Chalamet wore a graphic long sleeve with the Knicks logo, camo pants and Timberland boots and sat among a cluster of familiar faces that included Ben Stiller, Christine Taylor, Spike Lee, Tracy Morgan, Michael J. Fox and Tracy Pollan. The appearance stood out because he has been publicly associated with a mustache since late 2024, when he began sporting the look while filming Marty Supreme.
The timing sharpened interest: just days before the Eastern Conference opener, Chalamet and Kylie Jenner had stepped out for a double date in Los Angeles with Kendall Jenner and Jacob Elordi. Jenner, however, was not courtside on May 19; she was on the opposite coast posting pictures with a red Ferrari and writing, “was a cute little day.”
Chalamet’s clean-shaven look followed months in which the mustache had become a talking point in interviews and public appearances. When Josh Horowitz asked him whether his family liked his moustache, Chalamet answered, “If they’re being honest with me, yes.” The change removed that headline-making detail and returned the actor to a more familiar red-carpet profile.
The presence of so many well-known figures on celebrity row underscored how the Knicks’ playoff run has become a social moment as much as a sporting one. Chalamet has been publicly rooting for the Knicks throughout the season, and his appearances—he skipped the Met Gala on May 4 to watch the Knicks defeat the Philadelphia 76ers—have been noted alongside more traditional fans and long-standing New York figures.
That backdrop creates a clear tension: Chalamet’s mustache had been tied to his recent work and to a private style, yet he appeared clean-shaven at one of the most visible nights of the basketball calendar. At the same time, his relationship with Jenner continues to register in public sequencing—shared outings and separate appearances just days apart illustrate a pattern of high-profile but independent public lives.

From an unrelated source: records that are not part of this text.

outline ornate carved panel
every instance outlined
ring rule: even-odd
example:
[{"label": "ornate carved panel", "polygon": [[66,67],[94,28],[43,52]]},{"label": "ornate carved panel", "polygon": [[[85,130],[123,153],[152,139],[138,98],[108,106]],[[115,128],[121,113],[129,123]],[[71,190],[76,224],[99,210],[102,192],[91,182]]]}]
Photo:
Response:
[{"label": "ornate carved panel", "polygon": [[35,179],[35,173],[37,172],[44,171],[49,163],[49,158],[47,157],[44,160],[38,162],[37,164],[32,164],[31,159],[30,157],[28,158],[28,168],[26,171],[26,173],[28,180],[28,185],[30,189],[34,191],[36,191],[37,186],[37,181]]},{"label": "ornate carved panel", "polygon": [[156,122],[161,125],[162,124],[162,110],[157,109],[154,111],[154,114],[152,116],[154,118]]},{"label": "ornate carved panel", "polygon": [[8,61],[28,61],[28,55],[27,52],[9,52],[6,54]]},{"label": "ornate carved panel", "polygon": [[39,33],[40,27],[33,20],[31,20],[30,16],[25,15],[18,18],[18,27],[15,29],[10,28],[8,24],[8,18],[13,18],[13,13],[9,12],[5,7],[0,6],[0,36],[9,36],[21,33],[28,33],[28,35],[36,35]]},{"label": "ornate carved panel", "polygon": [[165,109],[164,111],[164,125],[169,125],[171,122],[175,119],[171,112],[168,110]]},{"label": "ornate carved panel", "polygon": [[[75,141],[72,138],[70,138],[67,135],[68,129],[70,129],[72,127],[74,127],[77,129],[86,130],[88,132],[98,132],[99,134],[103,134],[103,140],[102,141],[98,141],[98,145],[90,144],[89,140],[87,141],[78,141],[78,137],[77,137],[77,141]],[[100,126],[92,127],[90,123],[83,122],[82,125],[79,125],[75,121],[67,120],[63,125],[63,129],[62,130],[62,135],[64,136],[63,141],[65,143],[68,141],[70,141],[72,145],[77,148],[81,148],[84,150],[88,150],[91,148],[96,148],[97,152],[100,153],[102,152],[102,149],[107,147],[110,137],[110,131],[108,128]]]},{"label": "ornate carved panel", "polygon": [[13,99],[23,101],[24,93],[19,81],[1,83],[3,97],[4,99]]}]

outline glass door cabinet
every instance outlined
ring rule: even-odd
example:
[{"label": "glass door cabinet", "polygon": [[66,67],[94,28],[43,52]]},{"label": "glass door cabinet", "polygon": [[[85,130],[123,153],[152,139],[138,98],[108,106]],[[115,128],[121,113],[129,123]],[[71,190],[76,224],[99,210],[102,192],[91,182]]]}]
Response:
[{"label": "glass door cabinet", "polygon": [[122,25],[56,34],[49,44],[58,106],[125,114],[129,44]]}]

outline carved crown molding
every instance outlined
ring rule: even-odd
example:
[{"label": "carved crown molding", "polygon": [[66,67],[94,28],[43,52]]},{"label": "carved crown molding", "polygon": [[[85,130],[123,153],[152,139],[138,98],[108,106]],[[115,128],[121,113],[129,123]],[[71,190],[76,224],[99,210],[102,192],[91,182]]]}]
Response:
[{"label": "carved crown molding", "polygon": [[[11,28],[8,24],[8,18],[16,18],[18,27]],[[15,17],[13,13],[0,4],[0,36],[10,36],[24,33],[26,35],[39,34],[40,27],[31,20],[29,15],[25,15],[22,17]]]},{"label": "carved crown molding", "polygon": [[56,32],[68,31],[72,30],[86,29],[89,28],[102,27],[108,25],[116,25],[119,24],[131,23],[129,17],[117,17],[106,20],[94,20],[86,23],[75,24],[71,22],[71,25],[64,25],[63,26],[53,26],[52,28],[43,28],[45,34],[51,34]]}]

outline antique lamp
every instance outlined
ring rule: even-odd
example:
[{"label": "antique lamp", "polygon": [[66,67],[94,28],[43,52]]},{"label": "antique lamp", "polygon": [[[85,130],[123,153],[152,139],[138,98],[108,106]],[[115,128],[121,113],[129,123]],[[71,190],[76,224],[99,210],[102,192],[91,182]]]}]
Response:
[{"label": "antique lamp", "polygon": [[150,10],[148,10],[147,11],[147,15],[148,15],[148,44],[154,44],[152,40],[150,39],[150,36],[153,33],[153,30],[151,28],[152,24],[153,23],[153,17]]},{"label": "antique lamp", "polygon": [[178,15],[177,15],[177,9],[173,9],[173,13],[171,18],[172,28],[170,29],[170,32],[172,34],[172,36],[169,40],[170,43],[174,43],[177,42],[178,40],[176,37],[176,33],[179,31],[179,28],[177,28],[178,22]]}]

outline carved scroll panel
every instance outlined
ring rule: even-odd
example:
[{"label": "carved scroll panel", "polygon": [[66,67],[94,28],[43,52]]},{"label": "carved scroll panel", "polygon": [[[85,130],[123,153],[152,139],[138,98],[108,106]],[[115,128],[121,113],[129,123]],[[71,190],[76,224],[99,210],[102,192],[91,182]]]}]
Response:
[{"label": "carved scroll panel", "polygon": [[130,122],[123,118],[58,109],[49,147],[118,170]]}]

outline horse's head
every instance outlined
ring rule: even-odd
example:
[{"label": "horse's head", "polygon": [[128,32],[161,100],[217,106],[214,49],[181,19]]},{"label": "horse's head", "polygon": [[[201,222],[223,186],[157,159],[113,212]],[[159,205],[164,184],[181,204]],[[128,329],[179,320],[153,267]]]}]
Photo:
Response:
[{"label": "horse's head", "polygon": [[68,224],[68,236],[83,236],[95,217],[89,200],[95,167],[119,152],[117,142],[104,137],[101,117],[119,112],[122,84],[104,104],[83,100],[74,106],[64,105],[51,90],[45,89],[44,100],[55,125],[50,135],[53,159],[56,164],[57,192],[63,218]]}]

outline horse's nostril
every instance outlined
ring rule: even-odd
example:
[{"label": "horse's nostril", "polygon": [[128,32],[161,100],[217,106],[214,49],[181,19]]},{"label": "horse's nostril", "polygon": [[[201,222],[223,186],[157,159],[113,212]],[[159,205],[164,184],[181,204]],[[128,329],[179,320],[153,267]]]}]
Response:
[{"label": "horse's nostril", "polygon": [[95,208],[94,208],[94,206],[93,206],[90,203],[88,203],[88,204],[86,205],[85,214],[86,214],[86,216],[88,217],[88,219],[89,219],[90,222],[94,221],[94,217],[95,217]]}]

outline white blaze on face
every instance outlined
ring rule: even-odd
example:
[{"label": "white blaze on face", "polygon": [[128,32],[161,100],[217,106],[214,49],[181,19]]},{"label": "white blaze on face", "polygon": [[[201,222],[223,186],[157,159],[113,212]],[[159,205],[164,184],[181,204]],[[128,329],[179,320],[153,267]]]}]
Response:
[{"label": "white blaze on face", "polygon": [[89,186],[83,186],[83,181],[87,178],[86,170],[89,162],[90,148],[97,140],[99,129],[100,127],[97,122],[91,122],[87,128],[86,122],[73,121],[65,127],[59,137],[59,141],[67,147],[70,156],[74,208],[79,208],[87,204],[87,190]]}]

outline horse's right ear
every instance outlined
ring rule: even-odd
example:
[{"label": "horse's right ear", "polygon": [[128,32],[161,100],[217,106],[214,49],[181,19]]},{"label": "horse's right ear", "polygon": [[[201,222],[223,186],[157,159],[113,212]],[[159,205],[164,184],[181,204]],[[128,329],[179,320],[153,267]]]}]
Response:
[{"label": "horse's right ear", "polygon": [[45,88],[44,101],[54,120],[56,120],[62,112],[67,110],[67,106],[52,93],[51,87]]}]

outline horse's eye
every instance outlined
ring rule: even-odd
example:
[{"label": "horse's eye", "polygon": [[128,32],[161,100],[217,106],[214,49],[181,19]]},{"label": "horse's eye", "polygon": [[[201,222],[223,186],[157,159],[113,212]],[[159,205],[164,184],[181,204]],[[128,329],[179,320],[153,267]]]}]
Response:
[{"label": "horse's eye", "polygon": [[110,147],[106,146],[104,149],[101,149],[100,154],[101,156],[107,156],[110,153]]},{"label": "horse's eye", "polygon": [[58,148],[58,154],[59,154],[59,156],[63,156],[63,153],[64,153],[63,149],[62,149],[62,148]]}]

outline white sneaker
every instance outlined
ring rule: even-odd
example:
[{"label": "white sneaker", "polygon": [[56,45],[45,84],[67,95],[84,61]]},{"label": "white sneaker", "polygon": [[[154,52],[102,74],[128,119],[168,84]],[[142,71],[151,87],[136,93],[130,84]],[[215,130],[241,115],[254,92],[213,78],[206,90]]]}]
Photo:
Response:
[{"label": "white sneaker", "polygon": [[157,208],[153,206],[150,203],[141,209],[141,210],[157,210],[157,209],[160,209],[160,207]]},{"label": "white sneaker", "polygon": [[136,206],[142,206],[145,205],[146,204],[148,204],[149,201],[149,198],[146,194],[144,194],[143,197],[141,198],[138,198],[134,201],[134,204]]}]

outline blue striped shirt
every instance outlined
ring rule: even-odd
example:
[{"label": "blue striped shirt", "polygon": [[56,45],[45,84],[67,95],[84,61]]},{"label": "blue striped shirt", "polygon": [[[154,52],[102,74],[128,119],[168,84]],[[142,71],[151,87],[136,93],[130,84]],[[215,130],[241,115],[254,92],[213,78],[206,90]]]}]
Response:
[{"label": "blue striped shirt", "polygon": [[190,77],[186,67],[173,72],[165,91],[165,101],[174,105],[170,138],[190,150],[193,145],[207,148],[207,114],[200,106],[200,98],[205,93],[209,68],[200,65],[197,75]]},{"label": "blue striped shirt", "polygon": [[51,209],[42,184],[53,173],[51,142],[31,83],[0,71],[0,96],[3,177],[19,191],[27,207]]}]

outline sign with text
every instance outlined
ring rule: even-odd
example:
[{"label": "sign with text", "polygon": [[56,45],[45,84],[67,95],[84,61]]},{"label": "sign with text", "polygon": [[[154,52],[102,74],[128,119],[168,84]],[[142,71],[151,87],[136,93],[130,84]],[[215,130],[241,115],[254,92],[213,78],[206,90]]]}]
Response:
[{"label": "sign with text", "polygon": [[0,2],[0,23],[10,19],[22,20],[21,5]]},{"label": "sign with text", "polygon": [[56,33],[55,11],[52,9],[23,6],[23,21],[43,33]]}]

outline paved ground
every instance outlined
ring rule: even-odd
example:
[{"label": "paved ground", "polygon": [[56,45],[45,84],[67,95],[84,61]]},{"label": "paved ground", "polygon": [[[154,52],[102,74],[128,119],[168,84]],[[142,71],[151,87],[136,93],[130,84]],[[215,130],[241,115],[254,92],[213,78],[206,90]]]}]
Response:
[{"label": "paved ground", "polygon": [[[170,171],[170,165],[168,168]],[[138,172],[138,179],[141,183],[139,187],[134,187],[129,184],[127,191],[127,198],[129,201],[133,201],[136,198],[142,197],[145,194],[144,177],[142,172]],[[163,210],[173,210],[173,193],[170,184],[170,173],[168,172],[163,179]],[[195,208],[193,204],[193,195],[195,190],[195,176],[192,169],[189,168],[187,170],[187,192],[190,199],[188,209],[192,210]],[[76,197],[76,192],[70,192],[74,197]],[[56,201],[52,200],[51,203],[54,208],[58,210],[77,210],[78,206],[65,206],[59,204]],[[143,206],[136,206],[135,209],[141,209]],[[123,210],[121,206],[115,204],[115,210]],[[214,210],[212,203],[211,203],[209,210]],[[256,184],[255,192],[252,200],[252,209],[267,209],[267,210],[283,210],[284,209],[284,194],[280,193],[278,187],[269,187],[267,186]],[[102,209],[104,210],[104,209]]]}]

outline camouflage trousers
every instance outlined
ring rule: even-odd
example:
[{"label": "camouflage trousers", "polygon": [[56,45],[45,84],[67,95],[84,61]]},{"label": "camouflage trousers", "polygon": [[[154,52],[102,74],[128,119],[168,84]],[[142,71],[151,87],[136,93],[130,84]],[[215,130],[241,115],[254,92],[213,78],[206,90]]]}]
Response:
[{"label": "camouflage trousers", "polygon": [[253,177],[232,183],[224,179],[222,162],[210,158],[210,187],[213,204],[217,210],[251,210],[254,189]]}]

The facts available point to one conclusion: this was not a disappearance or a public split so much as separate public choices. Chalamet’s trimmed, clean-shaven return to Knicks courtside framed him as a committed, visible fan at a moment when the team’s playoff success has drawn celebrity attention, while Jenner’s absence on May 19 is balanced by their double-date outing days earlier and her own social-media post that day.
For now, Chalamet’s new look is the signal he chose to send at game one—refreshed, in Knicks gear and surrounded by a familiar celebrity cluster—and his public rhythm with Jenner remains one of alternating shared nights and separate public moments rather than a clear break.